The recovery process varies depending on the type of surgery performed and the type of anesthesia administered.
If you had regional or general anesthesia, when your blood pressure, pulse, and breathing are stable and you are alert, you’ll be taken to your hospital room or discharged.
After having local anesthesia, usually you may go home after resting for about two hours.
After a dilation and curettage, you’ll be instructed not to douche, use tampons, or have intercourse for two to three days, or for a period of time recommended by your doctor.
The doctor might also advise you about other restrictions, including no strenuous activity or heavy lifting.
Typically you’ll need to rest for 2-3 days after the procedure before resuming normal activities.
Bleeding after dilation and curettage
It’s normal to have some spotting or light bleeding for a few days or a week after the procedure. You can use a sanitary pad, but don’t use tampons.
Depending on the reason for the dilation and curettage, your doctor will tell you what to expect in terms of bleeding afterward, and when to return for further treatment or care.
Notify your doctor if you experience any of the following:
- Severe bleeding
- Foul-smelling discharge from your vagina
- Fever and/or chills
- Severe abdominal pain.
Hysteroscopy and dilation and curettage
Hysteroscopy allows your doctor to do a visual examination of the inside of your uterus. It can be performed for diagnostic or therapeutic reasons.

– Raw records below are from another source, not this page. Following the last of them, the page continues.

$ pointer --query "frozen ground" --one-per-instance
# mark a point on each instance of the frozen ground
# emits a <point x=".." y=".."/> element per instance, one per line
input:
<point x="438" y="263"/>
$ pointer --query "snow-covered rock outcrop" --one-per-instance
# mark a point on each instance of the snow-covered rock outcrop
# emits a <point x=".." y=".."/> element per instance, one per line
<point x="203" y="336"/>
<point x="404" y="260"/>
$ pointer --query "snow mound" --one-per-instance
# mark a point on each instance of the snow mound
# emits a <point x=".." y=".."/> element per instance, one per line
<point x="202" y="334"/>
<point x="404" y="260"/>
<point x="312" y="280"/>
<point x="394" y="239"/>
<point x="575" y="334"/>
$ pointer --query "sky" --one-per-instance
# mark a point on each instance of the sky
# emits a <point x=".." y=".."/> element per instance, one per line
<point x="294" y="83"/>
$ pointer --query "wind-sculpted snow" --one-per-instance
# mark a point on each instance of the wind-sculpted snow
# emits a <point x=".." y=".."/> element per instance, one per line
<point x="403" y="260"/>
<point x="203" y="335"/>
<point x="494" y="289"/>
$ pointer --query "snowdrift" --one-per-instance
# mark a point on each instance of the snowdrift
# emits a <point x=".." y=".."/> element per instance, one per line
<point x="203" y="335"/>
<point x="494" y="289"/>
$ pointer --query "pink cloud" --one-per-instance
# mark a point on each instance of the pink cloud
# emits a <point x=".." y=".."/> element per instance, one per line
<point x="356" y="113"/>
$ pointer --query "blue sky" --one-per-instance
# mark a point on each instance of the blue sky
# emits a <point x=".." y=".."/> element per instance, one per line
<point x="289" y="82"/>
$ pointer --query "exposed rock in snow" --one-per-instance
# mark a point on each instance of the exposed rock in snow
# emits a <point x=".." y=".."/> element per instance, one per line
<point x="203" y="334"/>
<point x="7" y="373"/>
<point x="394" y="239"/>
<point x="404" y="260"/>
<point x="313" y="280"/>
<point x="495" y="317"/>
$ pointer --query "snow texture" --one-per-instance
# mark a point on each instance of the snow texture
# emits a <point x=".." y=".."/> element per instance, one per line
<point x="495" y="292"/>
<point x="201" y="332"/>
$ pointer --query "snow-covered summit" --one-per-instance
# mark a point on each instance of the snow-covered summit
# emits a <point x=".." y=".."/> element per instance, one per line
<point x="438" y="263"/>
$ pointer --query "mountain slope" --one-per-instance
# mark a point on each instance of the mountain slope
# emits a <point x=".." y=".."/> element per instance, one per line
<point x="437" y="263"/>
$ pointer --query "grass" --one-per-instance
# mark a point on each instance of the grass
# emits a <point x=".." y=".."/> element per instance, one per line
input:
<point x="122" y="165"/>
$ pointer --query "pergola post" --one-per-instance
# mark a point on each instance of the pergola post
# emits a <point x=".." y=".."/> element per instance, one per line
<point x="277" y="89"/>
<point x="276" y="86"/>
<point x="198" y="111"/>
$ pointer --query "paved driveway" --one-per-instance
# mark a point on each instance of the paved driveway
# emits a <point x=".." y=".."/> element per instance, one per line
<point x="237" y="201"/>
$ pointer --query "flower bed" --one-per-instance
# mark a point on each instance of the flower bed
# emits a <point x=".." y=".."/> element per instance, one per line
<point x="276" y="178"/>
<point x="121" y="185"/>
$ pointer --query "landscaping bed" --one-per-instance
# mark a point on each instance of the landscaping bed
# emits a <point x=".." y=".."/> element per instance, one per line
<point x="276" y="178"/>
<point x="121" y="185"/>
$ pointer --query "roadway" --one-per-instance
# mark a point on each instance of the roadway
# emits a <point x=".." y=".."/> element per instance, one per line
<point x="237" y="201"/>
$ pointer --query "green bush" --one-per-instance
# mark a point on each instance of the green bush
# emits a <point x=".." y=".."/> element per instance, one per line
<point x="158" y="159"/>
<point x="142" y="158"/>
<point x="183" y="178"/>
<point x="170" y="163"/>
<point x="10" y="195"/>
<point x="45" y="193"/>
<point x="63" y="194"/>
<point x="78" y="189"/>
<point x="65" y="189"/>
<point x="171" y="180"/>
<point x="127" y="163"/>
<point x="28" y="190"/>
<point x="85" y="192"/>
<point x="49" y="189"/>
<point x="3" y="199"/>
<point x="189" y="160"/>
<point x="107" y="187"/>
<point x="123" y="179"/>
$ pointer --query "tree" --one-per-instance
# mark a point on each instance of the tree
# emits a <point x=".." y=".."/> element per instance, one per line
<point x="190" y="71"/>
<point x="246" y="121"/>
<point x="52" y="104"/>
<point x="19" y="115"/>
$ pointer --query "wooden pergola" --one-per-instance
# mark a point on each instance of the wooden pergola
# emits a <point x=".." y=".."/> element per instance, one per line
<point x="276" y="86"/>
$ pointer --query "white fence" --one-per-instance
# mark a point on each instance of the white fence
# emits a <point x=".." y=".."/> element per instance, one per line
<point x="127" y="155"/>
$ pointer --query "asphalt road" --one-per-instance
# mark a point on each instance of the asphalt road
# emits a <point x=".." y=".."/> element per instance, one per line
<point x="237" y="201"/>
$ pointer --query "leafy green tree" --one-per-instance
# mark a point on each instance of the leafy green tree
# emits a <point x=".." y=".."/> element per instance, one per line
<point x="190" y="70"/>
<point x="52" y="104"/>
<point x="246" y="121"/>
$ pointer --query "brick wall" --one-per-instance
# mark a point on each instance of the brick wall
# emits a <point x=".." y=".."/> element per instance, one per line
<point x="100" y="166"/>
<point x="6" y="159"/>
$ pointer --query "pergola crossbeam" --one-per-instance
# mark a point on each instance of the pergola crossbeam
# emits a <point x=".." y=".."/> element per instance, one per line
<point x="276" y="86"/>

By inserting a lighted tube with a camera through the cervix and into the uterus, the doctor is able to find abnormalities or retained tissue after a miscarriage, for example.
Do dilation and curettage affect fertility?
The procedure should not affect your chances of becoming pregnant in the future.
There’s a very small risk of scar tissue developing in the cervix or uterus after a dilation and curettage procedure is performed for:
- Elective termination of pregnancy
- Missed or incomplete miscarriage
- Treating a retained placenta after birth.
Scar tissue forming like this is called Asherman’s syndrome. The reason you needed a dilation and curettage will determine the effect on your menstrual cycle.
If you plan to get pregnant after the procedure, talk to your health care professional about your options, and about how long you should wait.
Is dilation and curettage an abortion?
Surgical abortion using dilation and curettage is likely to be performed to limit the risk of severe bleeding afterward.
It’s done between 6 and 14 weeks and involves a hollow tube being inserted into the uterus after the cervix is dilated.
The tube is attached to a machine that has an action similar to a vacuum; it sucks out the contents of the uterus. The doctor then gently scrapes the lining of the uterus with the curette to make sure nothing remains.
Complications of dilation and curettage
Like any medical procedure, there are some risks involved in dilation and curettage. You should weigh the risks against the reason for having the procedure, so you can make an informed choice about what’s best for you.
- Heavy bleeding
- Infection of the uterus
- Perforation of the uterus
- Perforation of the bowel (next to the uterus)
- Problems related to the anesthesia used (rare)
- Scar tissue or adhesions developing inside the uterus or cervix.